On notera encore que, en l’état actuel de la recherche, cinq éditions au moins manquent dans ce répertoire. Trois d’entre elles, auparavant inconnues, ont très récemment été signalées (voir l’article d’Éva Knapp dans Magyar Könyvszemle, 2014, pp. 294-300).
Nous ne disposons pas de bibliographie complète portant sur les publications de l’imprimerie après son transfert à Buda (1777). Il existe néanmoins des études très utiles : Typographia Universitatis Hungaricae Budae 1777-1848, éd. Péter Király, Budapest, Akadémiai Kiadó, 1983 (pp. 479-499 : Index librorum selectorum in Typographia Universitatis Hungaricae Budae 1777-1848 impressorum). Pour l’étude de la politique éditoriale, on se reportera à Péter Király, National Endeavours in Central and Eastern Europe as Reflected in the Publications of the University Press of Buda, 1777-1848, Budapest, OKM, 1993. Le fait que les collaborateurs du présent répertoire aient décidé de ne pas établir d’index comparables à ceux de Péter Király est sans doute le résultat d’un compromis tacite : un index aurait démontré la faible représentation des imprimés en langue slovaque dans la production et les usages de l’université. Par ailleurs, on ne peut que regretter l’absence d’étude statistique de la production de l’imprimerie dans telle ou telle période de son fonctionnement, ou d’analyses qui auraient permis de mesurer la contribution de l’atelier et de l’université dans la diffusion de la littérature vernaculaire de piété d’un côté, des connaissances scientifiques de l’autre. Les collaborateurs du volume ont essayé de dater les publications parues sine anno, mais sans justifier leurs choix.

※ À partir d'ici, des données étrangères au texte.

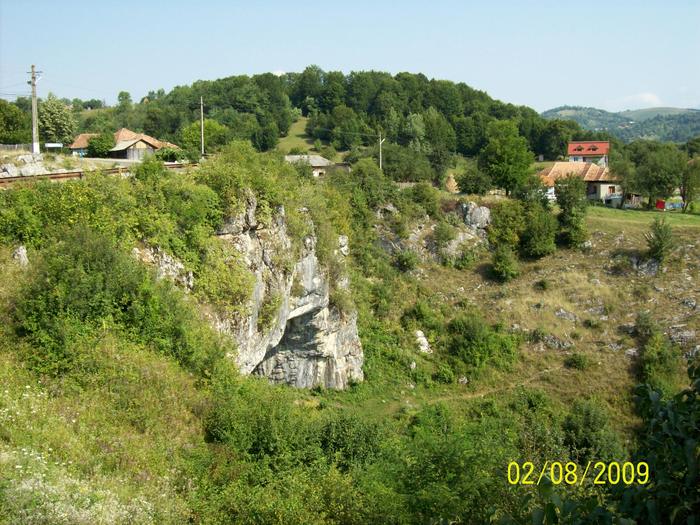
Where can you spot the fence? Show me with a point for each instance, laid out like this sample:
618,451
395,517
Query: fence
15,147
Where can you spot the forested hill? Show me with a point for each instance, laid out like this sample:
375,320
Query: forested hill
434,117
664,124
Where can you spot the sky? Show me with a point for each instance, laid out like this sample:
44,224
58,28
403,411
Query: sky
613,55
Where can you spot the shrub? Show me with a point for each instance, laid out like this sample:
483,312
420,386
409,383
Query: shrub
537,239
444,374
85,283
589,434
475,343
572,201
507,224
474,181
504,265
405,260
443,234
542,284
659,363
660,239
427,197
577,361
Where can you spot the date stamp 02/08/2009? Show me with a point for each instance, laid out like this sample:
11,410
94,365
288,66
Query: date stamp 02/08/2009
570,473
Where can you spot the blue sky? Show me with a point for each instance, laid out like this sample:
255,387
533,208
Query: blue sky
614,55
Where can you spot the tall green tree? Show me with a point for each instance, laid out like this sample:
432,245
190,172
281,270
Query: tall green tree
506,157
15,125
56,121
659,170
215,136
690,183
571,198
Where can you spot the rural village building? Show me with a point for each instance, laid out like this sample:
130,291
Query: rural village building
128,145
601,185
589,151
319,165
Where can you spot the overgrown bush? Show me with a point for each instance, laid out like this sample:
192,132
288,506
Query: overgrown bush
589,434
84,283
572,201
504,264
405,260
538,237
660,239
659,363
475,343
577,361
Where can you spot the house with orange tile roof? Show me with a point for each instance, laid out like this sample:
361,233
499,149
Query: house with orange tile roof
601,184
128,145
589,151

On regrettera également que, pour les éditions dont aucun exemplaire n’est aujourd’hui localisé, les auteurs n’aient pas pris le soin de rassembler les sources secondaires et données bibliographiques connues. Ces précisions pourront être trouvées dans l’ouvrage d’Aloysius Zellinger cité supra.
Soulignons, enfin, les qualités de présentation du volume, que nous devons à Jana Sapáková : mise en page et illustrations y sont remarquables.